Госпожа Бернгейм уронила лорнет и после короткой паузы сказала:

— Ты так же бессердечен, как и твой отец. Однако он, по крайней мере, был умен. У него был инстинкт гениального торговца. Ты же еще и бездельник. За все эти годы ты ничему не научился. Если б не эти пресловутые «досрочные экзамены», ты вечно сидел бы на школьной скамье или пошел бы в сапожники. Точь-в-точь покойный кузен Арнольд. Тот наделал долгов и умер в сумасшедшем доме. А это тоже стоило денег, иначе мы имели бы удовольствие видеть его среди уголовников.

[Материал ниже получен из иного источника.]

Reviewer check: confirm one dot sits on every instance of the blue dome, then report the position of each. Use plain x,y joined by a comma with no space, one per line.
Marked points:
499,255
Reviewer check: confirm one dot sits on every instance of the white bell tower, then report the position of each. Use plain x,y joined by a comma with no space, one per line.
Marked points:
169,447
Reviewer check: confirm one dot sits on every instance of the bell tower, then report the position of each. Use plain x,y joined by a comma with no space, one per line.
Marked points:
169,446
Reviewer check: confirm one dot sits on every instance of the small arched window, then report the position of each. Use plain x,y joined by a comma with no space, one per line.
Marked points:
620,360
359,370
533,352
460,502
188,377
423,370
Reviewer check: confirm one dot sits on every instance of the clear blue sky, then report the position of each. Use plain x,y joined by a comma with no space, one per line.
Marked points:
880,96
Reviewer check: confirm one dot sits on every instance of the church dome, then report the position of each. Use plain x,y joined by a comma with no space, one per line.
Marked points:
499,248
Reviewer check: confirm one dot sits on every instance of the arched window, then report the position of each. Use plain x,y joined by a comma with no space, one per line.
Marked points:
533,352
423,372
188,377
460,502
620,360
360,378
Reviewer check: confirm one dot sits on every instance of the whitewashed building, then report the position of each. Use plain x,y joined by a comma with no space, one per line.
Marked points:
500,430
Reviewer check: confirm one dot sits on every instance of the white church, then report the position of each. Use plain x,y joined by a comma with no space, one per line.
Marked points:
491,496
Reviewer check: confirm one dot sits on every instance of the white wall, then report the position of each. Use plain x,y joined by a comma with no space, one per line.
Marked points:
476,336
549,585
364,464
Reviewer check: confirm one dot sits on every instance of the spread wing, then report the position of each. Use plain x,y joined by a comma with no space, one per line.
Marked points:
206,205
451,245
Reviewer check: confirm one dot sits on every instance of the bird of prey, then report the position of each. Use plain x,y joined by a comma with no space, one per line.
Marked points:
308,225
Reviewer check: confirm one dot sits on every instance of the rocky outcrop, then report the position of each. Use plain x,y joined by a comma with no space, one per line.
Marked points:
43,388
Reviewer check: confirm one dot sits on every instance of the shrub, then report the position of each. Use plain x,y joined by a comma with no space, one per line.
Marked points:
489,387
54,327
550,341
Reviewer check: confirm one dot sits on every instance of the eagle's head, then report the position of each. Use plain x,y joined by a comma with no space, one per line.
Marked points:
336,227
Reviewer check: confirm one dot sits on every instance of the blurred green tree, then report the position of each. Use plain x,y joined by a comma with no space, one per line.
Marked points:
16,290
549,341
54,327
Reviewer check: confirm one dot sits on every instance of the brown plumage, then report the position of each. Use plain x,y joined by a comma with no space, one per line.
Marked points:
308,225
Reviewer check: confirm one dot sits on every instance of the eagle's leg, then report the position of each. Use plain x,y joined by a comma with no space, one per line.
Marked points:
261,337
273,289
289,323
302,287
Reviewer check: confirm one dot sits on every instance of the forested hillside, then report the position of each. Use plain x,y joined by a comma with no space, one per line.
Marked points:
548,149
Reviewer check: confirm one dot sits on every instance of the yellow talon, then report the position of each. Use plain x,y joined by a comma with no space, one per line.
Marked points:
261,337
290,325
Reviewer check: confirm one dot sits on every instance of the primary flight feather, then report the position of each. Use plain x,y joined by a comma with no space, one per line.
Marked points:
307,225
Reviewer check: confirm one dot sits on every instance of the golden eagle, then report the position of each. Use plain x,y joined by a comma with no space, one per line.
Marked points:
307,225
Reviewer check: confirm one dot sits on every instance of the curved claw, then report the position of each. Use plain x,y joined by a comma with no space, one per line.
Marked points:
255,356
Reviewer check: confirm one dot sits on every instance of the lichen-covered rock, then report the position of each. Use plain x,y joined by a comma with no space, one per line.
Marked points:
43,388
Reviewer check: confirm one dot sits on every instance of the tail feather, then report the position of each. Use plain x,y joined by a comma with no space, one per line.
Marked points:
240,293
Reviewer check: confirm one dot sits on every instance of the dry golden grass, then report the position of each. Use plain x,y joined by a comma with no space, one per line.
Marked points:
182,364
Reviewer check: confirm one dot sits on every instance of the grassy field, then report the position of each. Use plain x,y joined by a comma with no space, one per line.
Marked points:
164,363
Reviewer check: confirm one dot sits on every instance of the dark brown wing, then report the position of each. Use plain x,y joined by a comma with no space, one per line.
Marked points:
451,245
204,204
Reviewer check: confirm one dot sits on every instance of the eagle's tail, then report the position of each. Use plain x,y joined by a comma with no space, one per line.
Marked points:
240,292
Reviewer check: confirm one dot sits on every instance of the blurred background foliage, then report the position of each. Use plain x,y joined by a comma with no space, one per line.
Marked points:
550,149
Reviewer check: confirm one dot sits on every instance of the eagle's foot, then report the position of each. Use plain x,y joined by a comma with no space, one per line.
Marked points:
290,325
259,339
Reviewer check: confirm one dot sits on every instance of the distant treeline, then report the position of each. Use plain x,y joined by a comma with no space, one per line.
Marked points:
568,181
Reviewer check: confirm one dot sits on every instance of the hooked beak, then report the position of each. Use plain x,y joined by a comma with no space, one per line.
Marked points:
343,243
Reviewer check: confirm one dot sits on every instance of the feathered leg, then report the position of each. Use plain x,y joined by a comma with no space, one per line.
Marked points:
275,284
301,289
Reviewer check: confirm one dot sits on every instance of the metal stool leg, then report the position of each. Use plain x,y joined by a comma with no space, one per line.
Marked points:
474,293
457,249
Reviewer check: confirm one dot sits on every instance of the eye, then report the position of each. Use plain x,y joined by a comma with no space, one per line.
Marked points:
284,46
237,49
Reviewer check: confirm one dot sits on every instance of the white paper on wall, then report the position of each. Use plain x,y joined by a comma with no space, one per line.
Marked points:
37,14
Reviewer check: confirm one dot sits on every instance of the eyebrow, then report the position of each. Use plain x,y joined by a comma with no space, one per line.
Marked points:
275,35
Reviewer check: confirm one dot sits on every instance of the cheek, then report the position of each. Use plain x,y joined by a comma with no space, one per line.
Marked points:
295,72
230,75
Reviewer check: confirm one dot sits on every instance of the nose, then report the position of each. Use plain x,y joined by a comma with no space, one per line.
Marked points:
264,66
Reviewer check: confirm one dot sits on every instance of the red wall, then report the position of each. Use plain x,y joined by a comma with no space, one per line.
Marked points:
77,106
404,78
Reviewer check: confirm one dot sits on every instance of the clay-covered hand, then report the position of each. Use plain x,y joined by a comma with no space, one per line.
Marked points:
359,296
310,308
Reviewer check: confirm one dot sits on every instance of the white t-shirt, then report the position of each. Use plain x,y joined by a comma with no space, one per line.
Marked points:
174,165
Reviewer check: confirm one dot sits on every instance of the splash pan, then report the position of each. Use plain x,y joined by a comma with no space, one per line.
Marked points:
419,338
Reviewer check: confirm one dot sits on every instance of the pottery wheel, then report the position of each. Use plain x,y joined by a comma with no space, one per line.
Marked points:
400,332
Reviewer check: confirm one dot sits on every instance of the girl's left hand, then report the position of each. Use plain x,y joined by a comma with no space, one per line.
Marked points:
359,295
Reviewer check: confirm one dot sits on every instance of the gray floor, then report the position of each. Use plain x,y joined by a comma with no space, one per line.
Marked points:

Она подождала несколько минут. Но поскольку Теодор все еще читал газету, внезапно закричала:

— У нас нет больше денег, Теодор, ты слышишь! Нет у нас больше денег, чтобы спасать шалопаев от уголовщины! Тебя закуют в кандалы, ты слышишь?

Теодор, зажав ладонями уши, читал газету.

— Отложи сейчас же газету, когда мать с тобой разговаривает! — продолжала кричать госпожа Бернгейм.

Теодор тотчас убрал руки с ушей, продолжая, однако, читать.

Иногда ему удавалось молчать до тех пор, пока мать с громким вздохом не покидала комнату. Однако сегодня она, казалось, не хотела отступать. Голосом, монотонность которого выводила из терпения, она принялась разматывать, как пряжу, медленные, размеренно тягучие фразы. При каждом предложении у Теодора возникало чувство, что оно никогда не кончится. Госпожа Бернгейм знала, что такая манера говорить действует на ее сына, и подкрепляла убедительность и проникновенность своей речи, разглаживая скатерть равномерными движениями рук. Непрестанно, так же медленно, как она говорила, скользили ее вытянутые ладони налево и направо по краю стола. Хотя Теодор был погружен в газету, он все же видел белые, с голубыми прожилками руки его матери, и постепенно его охватывал страх перед этими слабыми ладонями старой женщины, будто это были руки убийцы. Он сидел не шелохнувшись. Колонки газетного текста расплывались перед глазами. Однако он сделал вид, что целиком захвачен чтением, и в доказательство этого медленно перелистывал газету с той же размеренностью, с какой текла речь его матери.